The history of the power chord, popular music’s best friend



By James Lynch

It is one of the most commonly used songwriting techniques in popular music.

Power tuning has been an undeniable mainstay in the last 60 years of popular music. Browsing through some of the greatest rock songs of all time, such as “Smells Like Teen Spirit” or “Iron Man”, it’s easy to spot the familiar ring of the power chord. Whenever the chord appears, we are reminded of its raw intensity, muscular tone, pure strength.

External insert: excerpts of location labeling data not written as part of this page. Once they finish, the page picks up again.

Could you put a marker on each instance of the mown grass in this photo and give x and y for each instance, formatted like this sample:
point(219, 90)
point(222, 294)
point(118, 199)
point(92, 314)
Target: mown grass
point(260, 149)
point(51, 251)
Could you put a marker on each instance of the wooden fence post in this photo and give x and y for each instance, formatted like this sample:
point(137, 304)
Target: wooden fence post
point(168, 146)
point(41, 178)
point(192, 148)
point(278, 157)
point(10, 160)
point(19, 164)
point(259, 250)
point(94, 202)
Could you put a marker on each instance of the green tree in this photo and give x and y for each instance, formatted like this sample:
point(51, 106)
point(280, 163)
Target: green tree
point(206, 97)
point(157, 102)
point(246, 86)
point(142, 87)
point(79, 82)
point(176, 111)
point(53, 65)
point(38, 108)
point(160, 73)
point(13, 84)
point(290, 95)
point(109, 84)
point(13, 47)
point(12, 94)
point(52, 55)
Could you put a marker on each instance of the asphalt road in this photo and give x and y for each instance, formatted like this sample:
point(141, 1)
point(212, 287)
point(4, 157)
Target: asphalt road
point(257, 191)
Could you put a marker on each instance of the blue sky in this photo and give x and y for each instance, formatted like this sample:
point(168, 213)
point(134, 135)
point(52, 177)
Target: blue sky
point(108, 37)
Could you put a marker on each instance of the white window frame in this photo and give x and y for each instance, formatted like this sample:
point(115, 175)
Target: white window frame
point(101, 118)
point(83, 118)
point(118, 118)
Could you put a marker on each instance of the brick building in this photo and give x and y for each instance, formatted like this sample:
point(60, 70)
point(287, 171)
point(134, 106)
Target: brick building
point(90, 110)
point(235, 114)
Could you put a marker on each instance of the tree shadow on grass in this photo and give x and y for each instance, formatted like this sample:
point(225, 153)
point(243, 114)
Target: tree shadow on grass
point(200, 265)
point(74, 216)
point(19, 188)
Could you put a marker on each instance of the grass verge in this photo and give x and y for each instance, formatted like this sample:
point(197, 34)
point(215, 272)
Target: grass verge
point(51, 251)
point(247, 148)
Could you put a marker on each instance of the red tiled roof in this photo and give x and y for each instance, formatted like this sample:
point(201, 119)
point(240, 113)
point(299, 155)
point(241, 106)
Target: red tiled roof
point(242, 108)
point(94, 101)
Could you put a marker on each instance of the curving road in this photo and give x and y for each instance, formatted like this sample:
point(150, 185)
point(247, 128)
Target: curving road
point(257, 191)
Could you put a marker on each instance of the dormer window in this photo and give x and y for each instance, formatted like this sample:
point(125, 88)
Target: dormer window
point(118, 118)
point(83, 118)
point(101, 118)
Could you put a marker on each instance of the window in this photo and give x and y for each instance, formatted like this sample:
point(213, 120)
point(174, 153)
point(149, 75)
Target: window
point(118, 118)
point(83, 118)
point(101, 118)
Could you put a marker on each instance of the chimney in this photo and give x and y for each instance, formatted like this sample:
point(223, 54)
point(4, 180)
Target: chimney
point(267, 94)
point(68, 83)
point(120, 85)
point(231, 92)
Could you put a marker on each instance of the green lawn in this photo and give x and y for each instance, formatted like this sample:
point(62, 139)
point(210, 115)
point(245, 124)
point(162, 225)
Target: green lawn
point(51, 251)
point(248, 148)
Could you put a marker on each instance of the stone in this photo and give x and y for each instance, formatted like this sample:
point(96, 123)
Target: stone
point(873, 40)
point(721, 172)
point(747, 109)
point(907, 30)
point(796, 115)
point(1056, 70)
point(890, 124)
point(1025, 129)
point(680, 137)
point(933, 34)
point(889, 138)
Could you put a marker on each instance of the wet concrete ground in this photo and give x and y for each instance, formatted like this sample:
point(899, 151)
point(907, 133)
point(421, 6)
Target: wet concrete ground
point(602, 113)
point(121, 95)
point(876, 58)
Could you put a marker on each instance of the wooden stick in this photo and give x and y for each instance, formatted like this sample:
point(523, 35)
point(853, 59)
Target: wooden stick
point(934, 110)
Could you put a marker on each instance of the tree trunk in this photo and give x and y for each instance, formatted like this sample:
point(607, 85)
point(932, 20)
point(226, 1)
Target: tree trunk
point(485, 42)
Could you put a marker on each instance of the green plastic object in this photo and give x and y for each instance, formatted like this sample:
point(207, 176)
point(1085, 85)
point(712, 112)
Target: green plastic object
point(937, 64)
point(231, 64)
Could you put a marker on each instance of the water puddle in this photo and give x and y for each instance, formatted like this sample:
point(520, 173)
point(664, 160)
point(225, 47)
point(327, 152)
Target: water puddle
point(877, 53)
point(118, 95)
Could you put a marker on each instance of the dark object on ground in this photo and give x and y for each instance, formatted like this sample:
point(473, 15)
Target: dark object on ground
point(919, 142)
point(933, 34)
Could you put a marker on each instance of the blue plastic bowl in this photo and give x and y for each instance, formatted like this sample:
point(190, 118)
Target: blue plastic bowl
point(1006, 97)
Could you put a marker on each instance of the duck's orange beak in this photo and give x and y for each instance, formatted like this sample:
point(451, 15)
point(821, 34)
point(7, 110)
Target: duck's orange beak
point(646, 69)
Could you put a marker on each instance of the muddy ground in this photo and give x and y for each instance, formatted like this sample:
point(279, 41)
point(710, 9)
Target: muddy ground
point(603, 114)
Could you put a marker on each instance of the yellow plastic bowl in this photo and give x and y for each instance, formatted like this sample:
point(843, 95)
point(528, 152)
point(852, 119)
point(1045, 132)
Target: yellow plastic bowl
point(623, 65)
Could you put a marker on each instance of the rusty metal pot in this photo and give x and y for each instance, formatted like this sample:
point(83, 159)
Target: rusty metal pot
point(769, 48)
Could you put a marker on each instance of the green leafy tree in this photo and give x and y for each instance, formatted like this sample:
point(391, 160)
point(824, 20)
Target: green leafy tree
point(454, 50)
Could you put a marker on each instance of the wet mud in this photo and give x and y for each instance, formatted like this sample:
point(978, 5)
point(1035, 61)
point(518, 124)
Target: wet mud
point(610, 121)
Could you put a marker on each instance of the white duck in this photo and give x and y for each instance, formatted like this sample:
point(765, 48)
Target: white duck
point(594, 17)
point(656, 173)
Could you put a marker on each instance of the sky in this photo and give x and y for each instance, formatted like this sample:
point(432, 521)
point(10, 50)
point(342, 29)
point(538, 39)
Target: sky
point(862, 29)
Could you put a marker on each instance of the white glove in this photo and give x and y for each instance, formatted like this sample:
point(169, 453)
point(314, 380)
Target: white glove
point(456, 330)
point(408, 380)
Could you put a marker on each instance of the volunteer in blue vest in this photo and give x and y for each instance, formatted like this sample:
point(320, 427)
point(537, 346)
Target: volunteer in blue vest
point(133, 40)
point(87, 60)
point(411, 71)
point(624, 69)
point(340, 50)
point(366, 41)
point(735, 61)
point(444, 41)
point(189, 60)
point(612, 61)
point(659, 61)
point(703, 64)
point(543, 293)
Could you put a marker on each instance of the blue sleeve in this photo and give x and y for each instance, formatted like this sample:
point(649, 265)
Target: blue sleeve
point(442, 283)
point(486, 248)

That’s pretty impressive for something that many argue doesn’t even count as a deal. Traditionally, a chord should consist of three degrees – that is, three single notes – and when played together, the characteristic of the final chord is informed by the three amount parts. The power chord, on the other hand, has less going on. He is formed of only two degrees, which makes his inherent power somewhat counterintuitive.

However, its sound so often combines with the help of distortion, which is why it was not in common use until the mid-20th century. In fact, in classical music playing these chords back to back was considered bad form, although we can understand why composers may view them as brittle or dull on the piano or strings, without the strength of the distortion.

When the two-note interval is distorted, a number of frequencies and harmonics are added to give the chord a richer sound. When this happens to a three-note chord, too many frequencies can be generated and the effect can be cluttered and messy. With two notes, the result is bold and assertive.

The origins of the power chord are a bit hazy. Throughout the 1950s, the power chord began to appear on recordings, with some pointing to blues guitarists John Lee Hooker or Willie Johnson as the true creators. Back in the late 1950s, Link Wray released ‘Rumble’, which others cite as the first use of the power chord, but on close listening you can hear that’s not quite true. no more. Interestingly, the song was banned from some radio stations because broadcasters feared the track’s rough sound would inspire juvenile delinquency, which says a lot about the power of the distorted guitar.

In 1964, The Kinks released their hit “You Really Got Me”, and with its frenzied opening riff, the power chord has gained a permanent place on the mantle of rock ‘n’ roll history. Sounding both hoarse and cheerful, the stage was set for generations of rebellious rockers, from the Ramones to the Runaways and Green Day, with a penchant for the power chord.